Writing a resume isn’t easy. Whether your child is writing their first resume or updating their resume for a career search, it never gets easier. Learning how to write one can encourage your child to explore multiple career options. Here are some tips for helping your children find the right career that’s suitable for them.
You want to be a supportive parent, not a helicopter parent. Think of yourself as someone who’s uplifting your children and supporting them in whatever path they choose. While helping them with their resume give them a boost, they’re the ones who are using this resume to explore new possibilities.
Helicopter parents hover over their children’s career path and goals. Some of them even accompany their children to their job interviews. You don’t want to become that kind of parent. Make sure you’re a supportive parent, not someone who’s watching their every move. Their future is at stake, so it’s up to them to work on their resume.
Don’t Write it For Them
Just like you shouldn’t do their homework for them, you shouldn’t write their resume for them. Writing a resume takes a lot of trial and error. There are 30-something adults who are still learning how to perfect their resumes to this day. Teach your kids how to fill out a job application, resume, cover letter, etc. but don’t offer to do it for them. They have to learn from their own mistakes.

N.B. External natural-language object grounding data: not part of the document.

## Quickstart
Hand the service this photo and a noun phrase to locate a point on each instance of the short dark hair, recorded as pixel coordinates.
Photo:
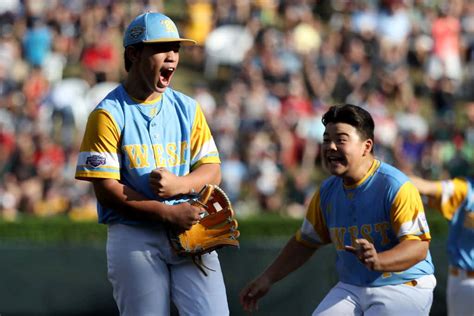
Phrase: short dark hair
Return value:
(352, 115)
(128, 62)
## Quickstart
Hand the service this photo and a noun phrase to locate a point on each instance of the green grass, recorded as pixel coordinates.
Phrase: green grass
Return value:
(61, 229)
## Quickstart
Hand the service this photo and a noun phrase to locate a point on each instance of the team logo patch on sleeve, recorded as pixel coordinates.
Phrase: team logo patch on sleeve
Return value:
(95, 161)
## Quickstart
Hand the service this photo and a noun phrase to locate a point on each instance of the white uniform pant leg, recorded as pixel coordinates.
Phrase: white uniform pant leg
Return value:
(139, 277)
(196, 294)
(346, 299)
(460, 295)
(343, 299)
(402, 299)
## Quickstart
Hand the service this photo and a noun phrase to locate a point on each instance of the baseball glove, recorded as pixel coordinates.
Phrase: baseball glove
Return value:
(217, 227)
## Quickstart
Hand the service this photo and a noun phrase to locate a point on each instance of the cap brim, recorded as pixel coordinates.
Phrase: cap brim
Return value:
(185, 41)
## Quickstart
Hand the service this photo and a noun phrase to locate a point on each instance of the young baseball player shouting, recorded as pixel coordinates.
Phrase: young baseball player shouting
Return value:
(454, 198)
(145, 145)
(374, 216)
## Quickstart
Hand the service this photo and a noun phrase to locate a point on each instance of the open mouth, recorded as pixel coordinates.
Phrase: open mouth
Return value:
(334, 160)
(165, 75)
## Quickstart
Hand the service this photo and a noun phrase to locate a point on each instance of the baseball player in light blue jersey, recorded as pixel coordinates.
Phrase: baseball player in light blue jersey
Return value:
(145, 147)
(374, 216)
(454, 198)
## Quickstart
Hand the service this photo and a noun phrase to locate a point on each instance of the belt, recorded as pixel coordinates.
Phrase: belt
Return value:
(411, 283)
(460, 272)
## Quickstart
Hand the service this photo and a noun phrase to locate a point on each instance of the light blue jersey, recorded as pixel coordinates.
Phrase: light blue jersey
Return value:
(126, 139)
(384, 208)
(455, 201)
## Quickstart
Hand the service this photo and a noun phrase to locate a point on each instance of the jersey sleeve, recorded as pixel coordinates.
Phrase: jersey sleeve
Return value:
(99, 152)
(203, 147)
(408, 215)
(313, 231)
(450, 195)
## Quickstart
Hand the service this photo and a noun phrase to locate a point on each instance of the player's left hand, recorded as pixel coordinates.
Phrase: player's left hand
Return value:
(164, 183)
(365, 251)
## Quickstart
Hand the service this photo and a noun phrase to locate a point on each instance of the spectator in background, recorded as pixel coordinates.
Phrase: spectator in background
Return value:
(380, 55)
(454, 199)
(37, 41)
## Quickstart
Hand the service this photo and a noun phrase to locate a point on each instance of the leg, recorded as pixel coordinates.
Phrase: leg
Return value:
(342, 299)
(197, 294)
(139, 277)
(402, 299)
(459, 295)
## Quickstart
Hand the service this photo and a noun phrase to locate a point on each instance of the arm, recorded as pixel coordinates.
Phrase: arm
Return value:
(426, 187)
(111, 193)
(401, 257)
(167, 184)
(293, 256)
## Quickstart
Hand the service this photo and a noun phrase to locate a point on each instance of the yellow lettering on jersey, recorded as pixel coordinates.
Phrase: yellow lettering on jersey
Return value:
(469, 220)
(172, 155)
(182, 153)
(382, 228)
(138, 155)
(354, 232)
(365, 231)
(337, 237)
(158, 152)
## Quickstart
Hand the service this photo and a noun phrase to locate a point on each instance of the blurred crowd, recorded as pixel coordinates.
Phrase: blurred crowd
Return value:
(268, 70)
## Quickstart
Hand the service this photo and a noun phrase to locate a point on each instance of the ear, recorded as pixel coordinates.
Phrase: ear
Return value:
(369, 144)
(132, 53)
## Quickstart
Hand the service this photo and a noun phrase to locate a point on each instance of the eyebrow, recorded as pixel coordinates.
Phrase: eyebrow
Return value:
(338, 134)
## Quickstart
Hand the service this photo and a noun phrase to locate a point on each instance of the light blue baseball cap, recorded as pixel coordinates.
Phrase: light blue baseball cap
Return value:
(153, 27)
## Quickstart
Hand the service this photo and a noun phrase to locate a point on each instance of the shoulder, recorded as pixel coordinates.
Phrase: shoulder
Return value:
(330, 186)
(178, 98)
(390, 175)
(113, 104)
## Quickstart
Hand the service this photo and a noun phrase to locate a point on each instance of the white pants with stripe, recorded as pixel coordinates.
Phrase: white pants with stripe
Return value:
(145, 274)
(406, 300)
(460, 293)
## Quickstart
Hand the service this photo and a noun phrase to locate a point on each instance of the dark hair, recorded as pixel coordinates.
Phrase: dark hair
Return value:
(352, 115)
(128, 62)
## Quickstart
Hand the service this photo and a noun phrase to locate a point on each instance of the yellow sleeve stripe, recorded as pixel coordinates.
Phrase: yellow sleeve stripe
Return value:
(202, 143)
(407, 213)
(87, 175)
(454, 192)
(102, 133)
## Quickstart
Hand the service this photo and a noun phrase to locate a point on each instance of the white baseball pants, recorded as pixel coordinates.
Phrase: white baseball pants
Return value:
(145, 274)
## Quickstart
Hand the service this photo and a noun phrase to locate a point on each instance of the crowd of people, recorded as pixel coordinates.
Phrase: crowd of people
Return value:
(269, 70)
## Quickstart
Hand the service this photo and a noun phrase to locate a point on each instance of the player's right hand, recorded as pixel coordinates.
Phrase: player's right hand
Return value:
(183, 215)
(256, 289)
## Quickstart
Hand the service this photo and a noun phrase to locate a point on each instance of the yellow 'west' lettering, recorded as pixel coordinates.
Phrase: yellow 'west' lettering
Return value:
(382, 228)
(138, 155)
(365, 231)
(337, 236)
(182, 153)
(172, 156)
(354, 232)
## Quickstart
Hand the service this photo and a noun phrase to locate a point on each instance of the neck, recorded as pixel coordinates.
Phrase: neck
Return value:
(136, 89)
(358, 175)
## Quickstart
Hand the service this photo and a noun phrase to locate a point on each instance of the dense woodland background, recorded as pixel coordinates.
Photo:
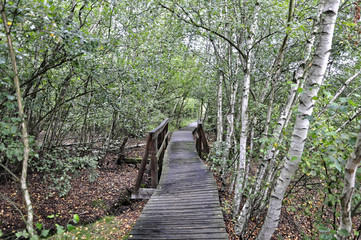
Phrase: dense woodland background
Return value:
(94, 74)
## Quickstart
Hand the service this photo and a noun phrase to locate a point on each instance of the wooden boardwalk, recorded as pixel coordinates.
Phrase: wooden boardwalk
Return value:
(185, 204)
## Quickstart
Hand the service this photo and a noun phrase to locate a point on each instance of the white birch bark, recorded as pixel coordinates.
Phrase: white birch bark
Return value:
(305, 109)
(348, 188)
(24, 131)
(244, 112)
(349, 120)
(230, 129)
(220, 110)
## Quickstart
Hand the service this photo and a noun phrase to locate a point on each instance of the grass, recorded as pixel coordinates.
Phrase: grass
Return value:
(184, 122)
(109, 227)
(172, 124)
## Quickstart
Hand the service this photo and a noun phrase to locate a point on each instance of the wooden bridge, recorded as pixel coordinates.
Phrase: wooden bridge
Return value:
(185, 204)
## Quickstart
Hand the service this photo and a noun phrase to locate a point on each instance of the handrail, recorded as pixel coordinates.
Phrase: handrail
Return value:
(201, 141)
(159, 128)
(157, 142)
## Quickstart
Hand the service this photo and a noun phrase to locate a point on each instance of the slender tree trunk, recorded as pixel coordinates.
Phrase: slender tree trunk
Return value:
(338, 93)
(230, 131)
(219, 109)
(305, 109)
(244, 114)
(23, 179)
(348, 188)
(267, 169)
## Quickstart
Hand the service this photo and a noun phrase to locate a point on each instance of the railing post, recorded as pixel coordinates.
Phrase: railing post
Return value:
(142, 166)
(154, 162)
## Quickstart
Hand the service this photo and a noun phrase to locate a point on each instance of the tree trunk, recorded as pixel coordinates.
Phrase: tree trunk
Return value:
(244, 113)
(348, 188)
(305, 109)
(23, 179)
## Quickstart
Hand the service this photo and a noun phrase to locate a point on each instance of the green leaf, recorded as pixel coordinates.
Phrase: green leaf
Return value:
(352, 103)
(76, 218)
(39, 226)
(23, 234)
(45, 233)
(344, 233)
(59, 229)
(34, 237)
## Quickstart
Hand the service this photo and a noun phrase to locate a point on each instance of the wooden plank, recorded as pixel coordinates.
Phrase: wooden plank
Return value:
(185, 204)
(142, 167)
(143, 193)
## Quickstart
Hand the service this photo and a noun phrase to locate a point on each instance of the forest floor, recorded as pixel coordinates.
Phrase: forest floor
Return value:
(106, 212)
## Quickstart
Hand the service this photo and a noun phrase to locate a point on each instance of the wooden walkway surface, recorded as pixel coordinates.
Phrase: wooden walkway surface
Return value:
(185, 204)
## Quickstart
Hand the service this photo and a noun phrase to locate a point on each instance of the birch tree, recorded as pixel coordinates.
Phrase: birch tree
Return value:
(305, 109)
(24, 131)
(352, 164)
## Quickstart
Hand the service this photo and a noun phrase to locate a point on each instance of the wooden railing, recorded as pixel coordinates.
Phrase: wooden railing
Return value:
(201, 141)
(157, 142)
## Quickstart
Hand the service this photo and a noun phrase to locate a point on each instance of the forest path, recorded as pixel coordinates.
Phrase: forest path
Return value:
(185, 204)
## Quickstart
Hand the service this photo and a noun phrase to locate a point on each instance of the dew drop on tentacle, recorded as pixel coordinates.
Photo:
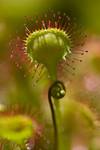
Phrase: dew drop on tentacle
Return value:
(57, 90)
(51, 38)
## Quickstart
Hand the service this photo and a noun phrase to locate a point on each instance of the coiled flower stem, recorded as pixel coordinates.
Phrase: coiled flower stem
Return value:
(56, 92)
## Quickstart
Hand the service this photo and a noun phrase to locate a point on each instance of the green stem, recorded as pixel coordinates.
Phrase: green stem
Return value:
(54, 120)
(64, 141)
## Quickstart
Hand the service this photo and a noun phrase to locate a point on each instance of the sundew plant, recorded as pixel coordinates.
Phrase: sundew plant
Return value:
(52, 47)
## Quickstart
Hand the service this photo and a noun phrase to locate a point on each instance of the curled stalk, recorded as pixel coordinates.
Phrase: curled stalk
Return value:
(56, 92)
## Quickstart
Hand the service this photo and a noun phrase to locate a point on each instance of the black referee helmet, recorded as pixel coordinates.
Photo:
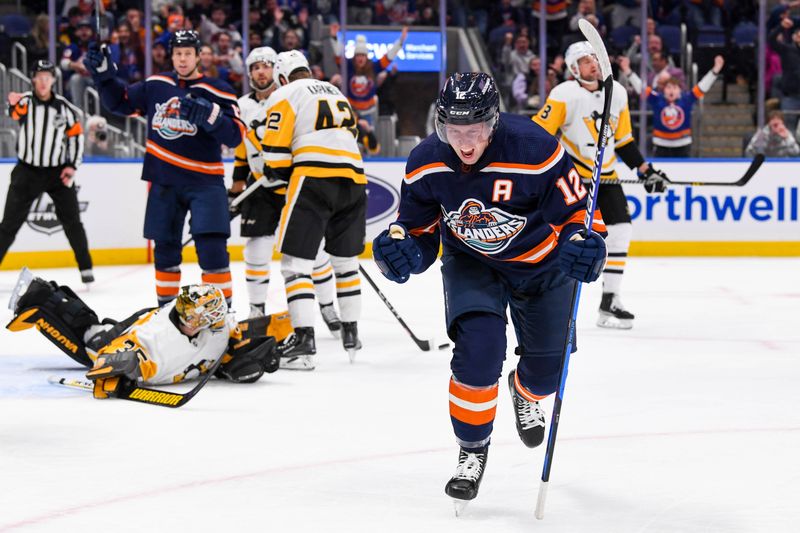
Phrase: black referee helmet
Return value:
(43, 65)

It might be easier to write their resume yourself than to teach them how to do it, but you should resist this though. It’s a growing experience that they need. Give your children advice such as writing a thank-you note shortly after a job interview. They can practice by writing you a thank-you note so they can also perfect this key step to landing a job.
Identify Their Strengths
It’s important for your children to identify their strengths on their resume. This is known as strength spotting and your children can help you with this step. Note the times where your child performed their best, whether it was individually or within a group. All of these skills can be highlighted on their resume.
It’s also recommended that your child take a strength-identifying exercise such as the Myers-Briggs test or the Strong Interest Inventory. If your child is good at collecting their thoughts before they speak, you make suggest that they should become a lawyer. But this skill can apply to a wide variety of careers, so why suggest they should follow a certain career path? Identify strengths that help them find their perfect career.
Use Your Own Network
The Occupational Outlook Handbook by the Bureau of Labor Statistics has over 25 career categories and hundreds of jobs descriptions under each one. It even lists the salaries for each of these careers. While you’re not aware of all of most of these careers, it’s a good idea to refrain from suggesting certain careers. Allow your child to find their dream career so they can carve their own path.

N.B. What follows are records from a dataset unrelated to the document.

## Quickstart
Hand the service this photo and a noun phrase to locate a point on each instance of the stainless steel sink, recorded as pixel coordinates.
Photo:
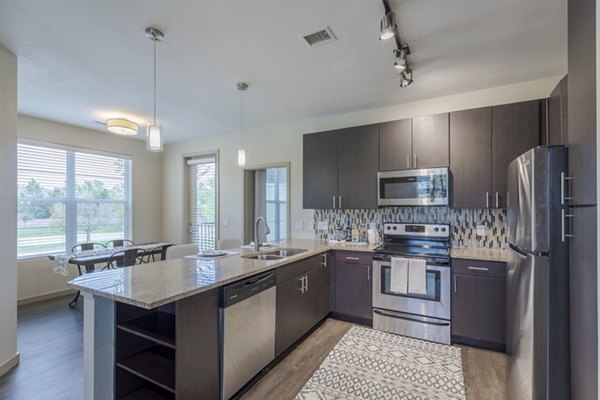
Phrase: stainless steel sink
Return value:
(276, 254)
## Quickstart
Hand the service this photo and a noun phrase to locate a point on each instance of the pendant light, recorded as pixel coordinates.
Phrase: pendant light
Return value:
(154, 140)
(241, 86)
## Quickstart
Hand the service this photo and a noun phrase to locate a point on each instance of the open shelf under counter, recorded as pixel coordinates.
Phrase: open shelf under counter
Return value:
(152, 365)
(158, 327)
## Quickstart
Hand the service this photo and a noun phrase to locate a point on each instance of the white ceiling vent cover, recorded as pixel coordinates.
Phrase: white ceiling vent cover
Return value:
(319, 37)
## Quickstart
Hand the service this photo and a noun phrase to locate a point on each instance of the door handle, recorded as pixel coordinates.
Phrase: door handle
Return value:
(563, 217)
(563, 197)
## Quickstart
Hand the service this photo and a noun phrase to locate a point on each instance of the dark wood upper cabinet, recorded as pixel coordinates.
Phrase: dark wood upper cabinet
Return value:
(357, 167)
(515, 129)
(430, 141)
(320, 169)
(395, 145)
(582, 101)
(470, 157)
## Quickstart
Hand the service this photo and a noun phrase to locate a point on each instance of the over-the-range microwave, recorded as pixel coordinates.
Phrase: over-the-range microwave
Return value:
(415, 187)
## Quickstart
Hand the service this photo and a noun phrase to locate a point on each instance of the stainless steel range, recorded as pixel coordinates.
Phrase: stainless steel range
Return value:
(423, 314)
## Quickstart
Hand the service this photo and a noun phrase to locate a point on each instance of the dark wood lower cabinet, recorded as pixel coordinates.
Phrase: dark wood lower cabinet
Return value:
(479, 307)
(353, 291)
(157, 351)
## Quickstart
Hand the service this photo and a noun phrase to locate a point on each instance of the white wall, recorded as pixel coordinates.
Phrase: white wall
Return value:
(8, 209)
(284, 143)
(35, 277)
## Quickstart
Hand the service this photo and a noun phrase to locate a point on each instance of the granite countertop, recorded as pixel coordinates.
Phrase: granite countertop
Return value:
(473, 253)
(155, 284)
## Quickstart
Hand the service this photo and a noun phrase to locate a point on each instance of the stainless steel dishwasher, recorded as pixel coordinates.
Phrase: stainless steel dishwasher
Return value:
(248, 329)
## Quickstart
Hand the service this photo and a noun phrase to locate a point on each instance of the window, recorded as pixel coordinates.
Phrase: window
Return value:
(203, 201)
(68, 196)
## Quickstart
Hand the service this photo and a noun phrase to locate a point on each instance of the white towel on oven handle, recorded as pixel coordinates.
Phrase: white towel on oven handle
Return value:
(399, 275)
(417, 276)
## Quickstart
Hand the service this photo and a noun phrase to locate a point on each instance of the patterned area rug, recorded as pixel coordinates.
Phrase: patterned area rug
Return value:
(370, 364)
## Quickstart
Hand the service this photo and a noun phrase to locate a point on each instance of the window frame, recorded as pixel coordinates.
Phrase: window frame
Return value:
(70, 200)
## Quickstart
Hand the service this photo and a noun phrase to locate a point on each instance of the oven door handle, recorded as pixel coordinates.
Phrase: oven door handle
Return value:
(410, 319)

Once your child has found a few careers they’re interested in, you can use your network to help them out. This isn’t considered cheating since you’re teaching them how to network. You can connect them with professionals who can interview them or shadow them. Maybe one of these networking opportunities could end up as an internship or mentorship.
Don’t pressure your kids to follow in your footsteps. If they do want to pursue the same career, they’d rather figure out how to get there on their own. It’s part of growing up and becoming an adult.